In terms of sales, please share the revenue breakup between the offline and online channels?

Dixcy predominantly operates as an omnichannel business, with approximately 98 percent of sales from multi-brand outlets (MBOs) and online platforms, excluding department stores and exclusive brand stores. In contrast, Enamor’s e-commerce segment constitutes a substantial 25 percent to 30 percent of our total business and is rapidly growing compared to offline channels.

Our increased investments in online channels are pivotal, given their rapid evolution. We prioritise leveraging technology and data-driven insights to enhance supply chain efficiency, utilising AI and predictive modeling for optimised inventory management across the network of 300 warehouses and beyond.

Also, while we explore AI/ML applications, their integration into our operations is still in early stages.

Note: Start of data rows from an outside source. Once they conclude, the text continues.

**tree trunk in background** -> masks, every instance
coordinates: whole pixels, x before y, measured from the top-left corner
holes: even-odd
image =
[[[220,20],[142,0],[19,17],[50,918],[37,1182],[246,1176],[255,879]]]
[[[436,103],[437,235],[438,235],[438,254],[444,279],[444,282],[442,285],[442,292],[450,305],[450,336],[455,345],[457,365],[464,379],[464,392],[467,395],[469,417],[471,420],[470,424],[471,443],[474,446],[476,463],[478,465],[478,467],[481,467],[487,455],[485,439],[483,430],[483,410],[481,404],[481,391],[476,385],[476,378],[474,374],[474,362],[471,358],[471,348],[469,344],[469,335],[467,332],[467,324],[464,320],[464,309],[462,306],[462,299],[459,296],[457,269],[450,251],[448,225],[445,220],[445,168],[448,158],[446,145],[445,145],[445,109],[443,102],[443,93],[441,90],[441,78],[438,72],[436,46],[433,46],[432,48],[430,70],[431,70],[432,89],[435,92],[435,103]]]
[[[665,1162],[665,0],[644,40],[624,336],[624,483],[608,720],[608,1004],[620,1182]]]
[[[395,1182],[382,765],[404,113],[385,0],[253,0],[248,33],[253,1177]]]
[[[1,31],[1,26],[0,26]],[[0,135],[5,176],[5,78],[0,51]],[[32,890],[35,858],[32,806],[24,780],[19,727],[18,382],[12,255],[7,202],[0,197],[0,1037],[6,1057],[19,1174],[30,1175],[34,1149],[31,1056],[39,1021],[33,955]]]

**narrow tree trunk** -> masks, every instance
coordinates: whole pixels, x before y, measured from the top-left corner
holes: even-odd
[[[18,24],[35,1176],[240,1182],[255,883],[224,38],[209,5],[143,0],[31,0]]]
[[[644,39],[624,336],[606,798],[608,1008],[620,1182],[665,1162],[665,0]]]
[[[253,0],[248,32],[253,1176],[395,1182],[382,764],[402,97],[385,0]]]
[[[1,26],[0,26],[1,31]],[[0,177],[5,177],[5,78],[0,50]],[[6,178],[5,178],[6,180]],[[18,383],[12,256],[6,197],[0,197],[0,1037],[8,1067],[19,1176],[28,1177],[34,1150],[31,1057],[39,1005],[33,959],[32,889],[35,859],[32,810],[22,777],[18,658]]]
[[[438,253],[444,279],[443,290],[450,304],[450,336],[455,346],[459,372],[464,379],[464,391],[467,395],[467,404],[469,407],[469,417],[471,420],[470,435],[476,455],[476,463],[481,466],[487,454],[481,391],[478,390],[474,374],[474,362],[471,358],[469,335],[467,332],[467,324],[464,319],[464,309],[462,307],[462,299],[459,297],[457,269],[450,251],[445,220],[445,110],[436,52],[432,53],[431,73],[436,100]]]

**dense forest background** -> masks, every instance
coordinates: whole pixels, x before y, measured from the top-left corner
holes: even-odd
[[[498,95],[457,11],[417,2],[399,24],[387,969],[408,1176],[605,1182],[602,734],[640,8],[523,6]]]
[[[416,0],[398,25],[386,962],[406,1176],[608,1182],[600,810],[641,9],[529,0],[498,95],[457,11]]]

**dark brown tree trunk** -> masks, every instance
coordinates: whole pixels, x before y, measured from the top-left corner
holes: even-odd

Read more: Positive budgetary measures for rural to increase advertising spends by 15 percent in H2

How optimistic are you of rural revival?

The recent period has presented significant challenges, particularly in the post-COVID environment, impacting FMCG sectors which have endured several challenging quarters. However, recent data shows signs of a turnaround. Factors such as a favourable monsoon, supportive budgetary measures, and increased liquidity are starting to alleviate stress, particularly in essential categories like basic consumer goods. Consumer behaviour, as noted by Alan Greenspan, often mirrors broader economic conditions, including in categories like men’s underwear. Despite pressures such as down-trading and reduced consumption, optimistic signals of recovery are emerging, bolstered by stable inflation and supportive economic policies. Over the next three to four months, we anticipate a gradual demand revival, particularly in rural areas, buoyed by these positive developments.